Upon both sides, Brandon is open for both the beatings and the pushed idealisms that attempt to make either landscape or portrait from his simple obedience. His face, always with bulging eyes, as though meant to observe the entirety of the universe, though severely limited to what these shadows are inducting.

They are shadows that cross along the walls, pass within his mind, to then paint his consciousness to his youth of a blank canvas with miserable colors. Alike with the post-modern, hideous protrusions of buildings on the cityscape, or a painting formed of splatter to the mere effect of audience shock, influences leak in the color upon the child who is believed by them to be an emptiness.

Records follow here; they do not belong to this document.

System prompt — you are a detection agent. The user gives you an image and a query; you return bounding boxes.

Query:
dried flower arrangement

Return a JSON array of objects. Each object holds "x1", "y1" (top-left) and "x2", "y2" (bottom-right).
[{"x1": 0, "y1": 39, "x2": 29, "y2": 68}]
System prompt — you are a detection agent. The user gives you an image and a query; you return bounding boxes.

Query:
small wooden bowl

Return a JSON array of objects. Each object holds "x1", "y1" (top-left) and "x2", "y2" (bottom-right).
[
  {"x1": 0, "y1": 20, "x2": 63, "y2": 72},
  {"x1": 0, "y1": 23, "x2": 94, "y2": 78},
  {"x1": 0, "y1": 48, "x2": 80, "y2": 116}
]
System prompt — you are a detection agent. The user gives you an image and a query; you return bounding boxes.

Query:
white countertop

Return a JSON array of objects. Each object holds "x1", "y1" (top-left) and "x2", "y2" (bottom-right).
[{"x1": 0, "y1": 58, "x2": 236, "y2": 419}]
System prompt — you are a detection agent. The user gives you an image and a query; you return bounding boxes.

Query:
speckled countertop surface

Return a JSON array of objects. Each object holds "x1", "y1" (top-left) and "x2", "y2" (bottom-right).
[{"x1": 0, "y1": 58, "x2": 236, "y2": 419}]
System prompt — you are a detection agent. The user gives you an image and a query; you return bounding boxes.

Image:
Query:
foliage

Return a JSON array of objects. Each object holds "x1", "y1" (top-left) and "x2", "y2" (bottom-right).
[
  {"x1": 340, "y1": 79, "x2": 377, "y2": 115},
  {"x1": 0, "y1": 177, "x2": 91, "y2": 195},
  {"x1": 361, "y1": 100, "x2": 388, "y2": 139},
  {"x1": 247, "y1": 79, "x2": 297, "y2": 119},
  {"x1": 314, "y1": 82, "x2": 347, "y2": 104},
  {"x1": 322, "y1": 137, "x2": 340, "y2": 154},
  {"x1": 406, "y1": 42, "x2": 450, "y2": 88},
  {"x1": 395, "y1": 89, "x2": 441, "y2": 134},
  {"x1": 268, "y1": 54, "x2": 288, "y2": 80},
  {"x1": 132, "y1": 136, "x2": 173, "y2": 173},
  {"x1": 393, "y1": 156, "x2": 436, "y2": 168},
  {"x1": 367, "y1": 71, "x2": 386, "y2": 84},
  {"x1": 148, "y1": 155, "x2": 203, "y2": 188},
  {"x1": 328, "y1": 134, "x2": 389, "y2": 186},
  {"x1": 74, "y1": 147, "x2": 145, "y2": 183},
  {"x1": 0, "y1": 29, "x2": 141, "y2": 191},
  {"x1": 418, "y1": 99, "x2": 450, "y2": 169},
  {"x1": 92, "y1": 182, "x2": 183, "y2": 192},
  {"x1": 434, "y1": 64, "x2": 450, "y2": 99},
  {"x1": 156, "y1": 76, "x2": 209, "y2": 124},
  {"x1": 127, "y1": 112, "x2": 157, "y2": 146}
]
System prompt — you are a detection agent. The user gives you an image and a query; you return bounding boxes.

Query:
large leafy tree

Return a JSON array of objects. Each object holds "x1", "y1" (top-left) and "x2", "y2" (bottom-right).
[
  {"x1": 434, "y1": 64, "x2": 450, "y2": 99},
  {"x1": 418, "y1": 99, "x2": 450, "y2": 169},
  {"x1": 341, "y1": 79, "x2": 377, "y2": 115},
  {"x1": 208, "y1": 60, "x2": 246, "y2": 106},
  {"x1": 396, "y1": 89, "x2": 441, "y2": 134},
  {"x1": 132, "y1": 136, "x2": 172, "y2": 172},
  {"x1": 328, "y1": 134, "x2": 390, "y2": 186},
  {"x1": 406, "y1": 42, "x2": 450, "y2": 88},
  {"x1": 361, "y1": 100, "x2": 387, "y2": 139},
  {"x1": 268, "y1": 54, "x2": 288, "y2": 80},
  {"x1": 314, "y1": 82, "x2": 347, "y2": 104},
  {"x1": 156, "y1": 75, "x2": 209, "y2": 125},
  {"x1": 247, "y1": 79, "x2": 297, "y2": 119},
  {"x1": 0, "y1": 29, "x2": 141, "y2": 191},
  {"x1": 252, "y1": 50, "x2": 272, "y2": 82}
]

As certain as any prodigy can be of who they might know, be aware to, or to contrast from what is not similar, is impossible when Brandon’s awareness towards these shadows is all too alien. He sees them, knows them not, and despises him with fury in his heart. His pain is the motivation to ridicule them, in his sleep. When he lays back, he sees himself smudging them from another canvas, filled with no memories but the current ones. He sees himself rubbing off what seems to never entirely clean away.

If they were not his parents, his mother nor father, the agony from their lashings could not form a different sort of stain for his unfurled palms. As teardrops fall, there is a sadness. There is confusion. There keeps the ongoing winter that drives the snow against his soul. A blizzard that will not part from its place above his head. Even while abandoned to his bed covers, covered in trickling blood, he continues to wish for the natural and serene dark of the night to smear him away.

II

It is telling of those who name you, that if they were to spit even on what such a brand represents, they will be scorning themselves. Scorn for the other who was named, though in breaking them, the self becomes the simultaneous scar. Wounds for those who are to be broken, and were left with the same name as the one who breaks will make the pain become mirrored. That is the example set here, when it can be secondary for the scenario of a man who beats his own wife. His own wife, her name shared of his, though he breaks the one who has adopted a part of himself.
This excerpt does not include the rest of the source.